Dear @Helpme786,
Welcome to the forum and thanks for sharing your experiences. I understand you are quite stressed at the moment finding out about this when you were preparing for a surgery.
To answer some of the issues you raise:
The majority of people get Hep B when they are children and it has stayed with them for that entire time without any symptoms.
This may have been what happened to you, but you need to get some additional tests to understand if this is a recent infection or from long ago. These tests will also let you know if it’s likely it will go away on its own or it will be with you for years. This thread might be useful: EXPLAINER: Lab results and their interpretation
You can marry and have children without infecting your wife, as many users here have done. Your partner simply needs make sure that they are vaccinated before you decide to start having sex. If the mother is negative for hep B, then there is no risk of passing it on to the child during birth (though they should be given birth dose vaccination just to protect them in the community). These thread give a bit more information and may be useful to you: Having children and Hepatitis B; When/how to disclose hep b in a potential relationship?.

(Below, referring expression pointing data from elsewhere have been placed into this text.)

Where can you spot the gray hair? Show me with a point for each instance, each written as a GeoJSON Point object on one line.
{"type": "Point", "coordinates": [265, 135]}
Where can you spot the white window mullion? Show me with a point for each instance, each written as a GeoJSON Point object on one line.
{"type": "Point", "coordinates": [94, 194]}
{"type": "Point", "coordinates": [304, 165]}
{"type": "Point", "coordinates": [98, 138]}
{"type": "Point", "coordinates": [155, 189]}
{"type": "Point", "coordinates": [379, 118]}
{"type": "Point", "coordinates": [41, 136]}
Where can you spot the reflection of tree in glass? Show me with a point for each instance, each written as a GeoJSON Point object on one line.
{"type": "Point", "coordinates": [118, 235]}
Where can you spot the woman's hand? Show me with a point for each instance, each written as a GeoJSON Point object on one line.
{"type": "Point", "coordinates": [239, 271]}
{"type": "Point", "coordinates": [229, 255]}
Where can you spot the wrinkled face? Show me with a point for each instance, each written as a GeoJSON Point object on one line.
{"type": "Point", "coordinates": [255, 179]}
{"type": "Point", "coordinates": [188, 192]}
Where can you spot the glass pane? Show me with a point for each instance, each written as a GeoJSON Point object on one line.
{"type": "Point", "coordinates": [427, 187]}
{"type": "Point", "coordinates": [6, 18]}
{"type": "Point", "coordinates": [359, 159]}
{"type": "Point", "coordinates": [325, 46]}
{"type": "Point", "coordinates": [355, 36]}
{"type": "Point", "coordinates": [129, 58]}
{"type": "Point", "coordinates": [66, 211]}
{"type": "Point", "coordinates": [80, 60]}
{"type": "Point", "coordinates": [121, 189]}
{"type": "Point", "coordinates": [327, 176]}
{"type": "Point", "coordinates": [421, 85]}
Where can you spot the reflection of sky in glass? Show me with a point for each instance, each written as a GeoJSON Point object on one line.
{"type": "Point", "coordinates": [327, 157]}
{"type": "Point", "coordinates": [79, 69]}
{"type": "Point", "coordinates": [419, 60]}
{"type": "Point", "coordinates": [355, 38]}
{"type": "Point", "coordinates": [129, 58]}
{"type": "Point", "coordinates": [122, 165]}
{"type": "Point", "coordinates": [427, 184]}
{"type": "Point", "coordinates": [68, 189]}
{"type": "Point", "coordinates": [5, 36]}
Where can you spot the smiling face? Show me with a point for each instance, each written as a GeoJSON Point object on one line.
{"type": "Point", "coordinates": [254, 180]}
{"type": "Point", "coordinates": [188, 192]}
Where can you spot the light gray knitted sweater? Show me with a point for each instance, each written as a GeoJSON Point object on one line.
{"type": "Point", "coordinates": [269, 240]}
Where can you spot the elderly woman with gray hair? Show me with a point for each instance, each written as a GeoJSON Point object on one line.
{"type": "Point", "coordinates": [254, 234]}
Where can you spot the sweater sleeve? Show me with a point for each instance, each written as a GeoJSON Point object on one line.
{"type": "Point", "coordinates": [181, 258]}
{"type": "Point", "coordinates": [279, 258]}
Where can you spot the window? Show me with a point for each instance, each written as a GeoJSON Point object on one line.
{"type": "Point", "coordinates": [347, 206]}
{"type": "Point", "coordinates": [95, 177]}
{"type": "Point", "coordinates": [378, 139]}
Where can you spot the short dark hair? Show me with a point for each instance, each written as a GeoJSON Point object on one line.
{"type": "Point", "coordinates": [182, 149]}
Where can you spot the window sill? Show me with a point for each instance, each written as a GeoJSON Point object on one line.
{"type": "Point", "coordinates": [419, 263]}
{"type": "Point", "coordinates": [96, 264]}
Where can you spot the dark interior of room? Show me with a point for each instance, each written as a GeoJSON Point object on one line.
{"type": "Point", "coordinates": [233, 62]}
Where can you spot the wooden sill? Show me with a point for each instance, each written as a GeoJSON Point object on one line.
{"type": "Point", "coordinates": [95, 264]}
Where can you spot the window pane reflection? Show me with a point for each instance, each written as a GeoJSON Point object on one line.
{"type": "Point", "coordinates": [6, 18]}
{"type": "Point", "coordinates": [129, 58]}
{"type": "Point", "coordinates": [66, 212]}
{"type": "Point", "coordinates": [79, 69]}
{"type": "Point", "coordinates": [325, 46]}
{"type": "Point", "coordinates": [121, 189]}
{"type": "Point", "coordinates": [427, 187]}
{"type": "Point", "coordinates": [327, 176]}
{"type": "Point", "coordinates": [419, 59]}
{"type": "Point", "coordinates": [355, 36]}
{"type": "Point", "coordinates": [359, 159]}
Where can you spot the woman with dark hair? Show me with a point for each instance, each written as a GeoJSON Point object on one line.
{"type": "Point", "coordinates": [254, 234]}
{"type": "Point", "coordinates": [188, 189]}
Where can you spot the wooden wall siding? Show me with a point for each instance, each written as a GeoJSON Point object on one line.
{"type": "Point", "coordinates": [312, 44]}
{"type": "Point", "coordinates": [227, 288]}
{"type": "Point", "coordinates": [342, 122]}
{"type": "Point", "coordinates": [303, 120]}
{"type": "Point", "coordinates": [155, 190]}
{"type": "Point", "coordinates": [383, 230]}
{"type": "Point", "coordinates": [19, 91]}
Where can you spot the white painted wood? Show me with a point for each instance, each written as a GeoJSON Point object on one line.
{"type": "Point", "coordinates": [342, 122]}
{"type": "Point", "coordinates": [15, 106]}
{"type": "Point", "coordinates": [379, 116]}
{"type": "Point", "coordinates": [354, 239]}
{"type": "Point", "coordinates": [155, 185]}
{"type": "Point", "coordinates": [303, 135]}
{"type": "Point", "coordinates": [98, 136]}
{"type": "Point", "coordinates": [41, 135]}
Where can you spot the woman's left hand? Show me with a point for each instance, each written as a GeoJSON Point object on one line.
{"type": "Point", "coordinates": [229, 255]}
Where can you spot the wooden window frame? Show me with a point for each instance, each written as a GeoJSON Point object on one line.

Diet is pretty important and it is good that you are trying to eat healthily. Just be sure that fatty liver takes a long time to start to reverse (think about all the years that have led to the fatty liver, it’s very difficult to turn that around straight away). You sometimes need to be a bit patient and there’s not magic pill for it, just long and slow changes. This thread might also help answer some questions: Lifestyle changes, nutrition, and supplements for hep b; Fatty liver medication.